Six different kinds of osteoderms were identified together with the bones from Antarctopelta however, only a few were articulated with the skeleton therefore their position on the body is mostly speculated. They were found at an element at the bottom of what could be a massive spike. Oblong plates that were flat resembled ones that surrounded around the necks of the nodosaurid Edmontonia rugosidens. The large circular plates were in conjunction with smaller polygonal nodules. They could be forming an oblique shield over the hips as observed in Sauropelta. Another kind of osteoderm is oval-shaped, with a keel that ran down the middle. Some examples of this type were found to be ossified on the ribs, suggesting they were laid out in rows on the sides of the animal which is a common pattern in ankylosaurs. The final group consisted of a majority of tiny bony nodules that are usually referred to as ossicles and are likely to be scattered across the body. A few ribs were also discovered with these ossicles.

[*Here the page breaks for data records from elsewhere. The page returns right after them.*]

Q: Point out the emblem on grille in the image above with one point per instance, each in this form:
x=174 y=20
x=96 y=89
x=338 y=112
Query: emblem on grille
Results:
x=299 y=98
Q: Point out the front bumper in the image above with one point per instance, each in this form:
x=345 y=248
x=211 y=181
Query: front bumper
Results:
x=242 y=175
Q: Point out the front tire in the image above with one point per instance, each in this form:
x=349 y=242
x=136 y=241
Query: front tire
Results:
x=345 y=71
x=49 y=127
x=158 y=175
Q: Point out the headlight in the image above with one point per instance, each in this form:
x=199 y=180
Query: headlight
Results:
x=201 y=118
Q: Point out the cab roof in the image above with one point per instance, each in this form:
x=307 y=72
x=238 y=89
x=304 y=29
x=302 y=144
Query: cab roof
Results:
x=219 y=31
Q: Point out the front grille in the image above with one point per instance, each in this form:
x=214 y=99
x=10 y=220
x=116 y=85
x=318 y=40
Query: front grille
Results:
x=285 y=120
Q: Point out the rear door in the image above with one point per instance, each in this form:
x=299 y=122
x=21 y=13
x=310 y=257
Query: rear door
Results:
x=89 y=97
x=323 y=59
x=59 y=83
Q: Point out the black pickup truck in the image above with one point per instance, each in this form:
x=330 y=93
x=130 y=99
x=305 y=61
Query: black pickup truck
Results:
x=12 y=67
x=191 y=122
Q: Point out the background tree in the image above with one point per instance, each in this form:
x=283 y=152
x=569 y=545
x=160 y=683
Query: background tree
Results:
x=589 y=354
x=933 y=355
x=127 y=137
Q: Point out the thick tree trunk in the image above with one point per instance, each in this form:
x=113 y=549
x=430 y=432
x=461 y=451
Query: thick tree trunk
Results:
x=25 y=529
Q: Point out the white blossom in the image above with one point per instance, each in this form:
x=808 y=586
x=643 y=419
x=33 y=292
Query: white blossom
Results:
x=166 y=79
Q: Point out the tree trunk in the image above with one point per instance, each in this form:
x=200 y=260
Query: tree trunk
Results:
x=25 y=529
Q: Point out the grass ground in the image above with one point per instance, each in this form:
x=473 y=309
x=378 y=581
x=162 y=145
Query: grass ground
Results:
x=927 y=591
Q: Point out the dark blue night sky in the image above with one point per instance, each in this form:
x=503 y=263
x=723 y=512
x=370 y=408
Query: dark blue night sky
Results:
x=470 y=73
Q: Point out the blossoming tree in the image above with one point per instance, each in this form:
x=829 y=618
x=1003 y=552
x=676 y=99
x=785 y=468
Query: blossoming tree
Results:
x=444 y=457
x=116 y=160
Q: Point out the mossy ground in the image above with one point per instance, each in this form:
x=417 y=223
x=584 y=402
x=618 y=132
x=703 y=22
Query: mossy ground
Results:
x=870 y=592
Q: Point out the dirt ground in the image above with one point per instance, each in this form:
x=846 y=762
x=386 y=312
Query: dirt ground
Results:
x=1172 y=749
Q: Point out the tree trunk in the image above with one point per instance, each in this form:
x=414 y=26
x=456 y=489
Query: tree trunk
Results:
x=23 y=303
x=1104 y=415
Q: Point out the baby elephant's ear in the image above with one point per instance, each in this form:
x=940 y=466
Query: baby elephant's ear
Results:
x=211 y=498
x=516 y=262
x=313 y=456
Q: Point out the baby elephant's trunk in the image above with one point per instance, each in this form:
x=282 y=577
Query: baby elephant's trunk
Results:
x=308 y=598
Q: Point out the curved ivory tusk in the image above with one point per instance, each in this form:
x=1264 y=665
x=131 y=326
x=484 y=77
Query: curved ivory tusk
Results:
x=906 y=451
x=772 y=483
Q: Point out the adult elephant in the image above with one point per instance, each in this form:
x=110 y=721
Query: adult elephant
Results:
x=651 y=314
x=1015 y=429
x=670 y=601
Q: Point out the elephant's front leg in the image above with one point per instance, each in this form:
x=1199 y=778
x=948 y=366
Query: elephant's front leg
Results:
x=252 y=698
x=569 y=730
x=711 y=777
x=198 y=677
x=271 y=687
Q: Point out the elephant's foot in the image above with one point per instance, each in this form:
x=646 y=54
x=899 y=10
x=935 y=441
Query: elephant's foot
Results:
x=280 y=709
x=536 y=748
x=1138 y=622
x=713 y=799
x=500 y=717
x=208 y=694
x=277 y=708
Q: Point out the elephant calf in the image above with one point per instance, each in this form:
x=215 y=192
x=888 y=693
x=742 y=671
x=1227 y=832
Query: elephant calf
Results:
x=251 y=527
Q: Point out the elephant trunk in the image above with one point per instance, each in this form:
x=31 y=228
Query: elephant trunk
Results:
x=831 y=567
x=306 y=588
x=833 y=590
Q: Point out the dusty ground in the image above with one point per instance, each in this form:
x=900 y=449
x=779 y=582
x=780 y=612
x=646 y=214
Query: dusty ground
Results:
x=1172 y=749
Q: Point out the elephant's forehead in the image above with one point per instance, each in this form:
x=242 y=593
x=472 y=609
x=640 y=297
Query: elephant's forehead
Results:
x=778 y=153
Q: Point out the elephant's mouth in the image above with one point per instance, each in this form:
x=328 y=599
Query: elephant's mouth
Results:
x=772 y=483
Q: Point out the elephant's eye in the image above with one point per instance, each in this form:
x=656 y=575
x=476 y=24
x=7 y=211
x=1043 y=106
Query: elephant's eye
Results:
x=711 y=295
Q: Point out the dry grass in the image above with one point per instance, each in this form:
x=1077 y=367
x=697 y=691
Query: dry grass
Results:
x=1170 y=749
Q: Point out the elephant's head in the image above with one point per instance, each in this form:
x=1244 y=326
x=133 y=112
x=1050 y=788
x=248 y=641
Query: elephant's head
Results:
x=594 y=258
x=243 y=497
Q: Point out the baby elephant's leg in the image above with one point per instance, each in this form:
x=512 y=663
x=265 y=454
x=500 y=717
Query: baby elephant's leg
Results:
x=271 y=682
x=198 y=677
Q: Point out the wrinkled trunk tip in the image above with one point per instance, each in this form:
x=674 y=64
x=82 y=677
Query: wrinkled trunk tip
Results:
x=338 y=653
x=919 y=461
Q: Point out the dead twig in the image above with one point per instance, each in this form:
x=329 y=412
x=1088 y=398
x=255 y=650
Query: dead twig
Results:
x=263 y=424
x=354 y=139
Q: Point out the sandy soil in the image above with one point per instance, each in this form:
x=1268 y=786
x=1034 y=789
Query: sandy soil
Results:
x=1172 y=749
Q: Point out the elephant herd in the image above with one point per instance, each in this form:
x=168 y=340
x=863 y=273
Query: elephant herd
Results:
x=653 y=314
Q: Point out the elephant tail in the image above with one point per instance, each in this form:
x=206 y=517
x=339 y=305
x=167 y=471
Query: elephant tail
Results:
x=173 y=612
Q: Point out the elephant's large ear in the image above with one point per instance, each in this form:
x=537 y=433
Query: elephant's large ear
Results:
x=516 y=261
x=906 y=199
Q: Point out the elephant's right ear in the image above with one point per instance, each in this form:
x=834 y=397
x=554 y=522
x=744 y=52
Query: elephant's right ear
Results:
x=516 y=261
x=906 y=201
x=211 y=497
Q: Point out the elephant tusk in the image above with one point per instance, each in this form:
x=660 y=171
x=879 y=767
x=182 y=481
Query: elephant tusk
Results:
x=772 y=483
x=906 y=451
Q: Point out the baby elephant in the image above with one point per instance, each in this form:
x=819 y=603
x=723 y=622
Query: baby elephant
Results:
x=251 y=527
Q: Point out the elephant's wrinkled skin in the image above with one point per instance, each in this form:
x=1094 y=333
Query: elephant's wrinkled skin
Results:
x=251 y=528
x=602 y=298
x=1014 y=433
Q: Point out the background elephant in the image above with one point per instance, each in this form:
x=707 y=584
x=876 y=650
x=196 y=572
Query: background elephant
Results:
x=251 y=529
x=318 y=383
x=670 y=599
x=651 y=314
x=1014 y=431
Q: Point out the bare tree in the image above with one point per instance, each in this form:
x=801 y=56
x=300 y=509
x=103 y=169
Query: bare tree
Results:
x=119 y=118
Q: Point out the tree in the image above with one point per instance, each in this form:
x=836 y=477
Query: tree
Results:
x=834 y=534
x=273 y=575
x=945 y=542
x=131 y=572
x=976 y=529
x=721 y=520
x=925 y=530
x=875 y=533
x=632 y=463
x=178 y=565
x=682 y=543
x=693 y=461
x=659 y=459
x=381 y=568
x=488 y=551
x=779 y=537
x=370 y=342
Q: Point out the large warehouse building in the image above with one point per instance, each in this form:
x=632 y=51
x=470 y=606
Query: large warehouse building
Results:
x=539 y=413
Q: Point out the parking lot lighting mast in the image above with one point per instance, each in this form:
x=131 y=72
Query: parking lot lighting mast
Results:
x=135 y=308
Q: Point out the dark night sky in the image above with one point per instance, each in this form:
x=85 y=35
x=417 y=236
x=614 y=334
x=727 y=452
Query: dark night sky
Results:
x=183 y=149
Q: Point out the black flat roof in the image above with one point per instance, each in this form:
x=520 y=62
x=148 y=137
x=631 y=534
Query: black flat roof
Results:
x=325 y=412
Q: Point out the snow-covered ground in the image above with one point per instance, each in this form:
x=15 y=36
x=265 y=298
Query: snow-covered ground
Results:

Vertebrae that were found in sections from the tail have been discovered. Even though the tip of the tail didn’t fossilize however, certain of the vertebrae found would have been located near the tip of the tail during life and were found to be ossified tendon both on the lower and upper sides. In ankylosaurids they help to stiffen the ends of the tail, which is in the support of a huge bony tail club. But, the presence of large osteoderms and specially-designed tail vertebra show that Antarctopelta might have actually had an unflat, frond-like, tail structure that resembled macuahuitls, similar to the one of Stegouros the closest close relative.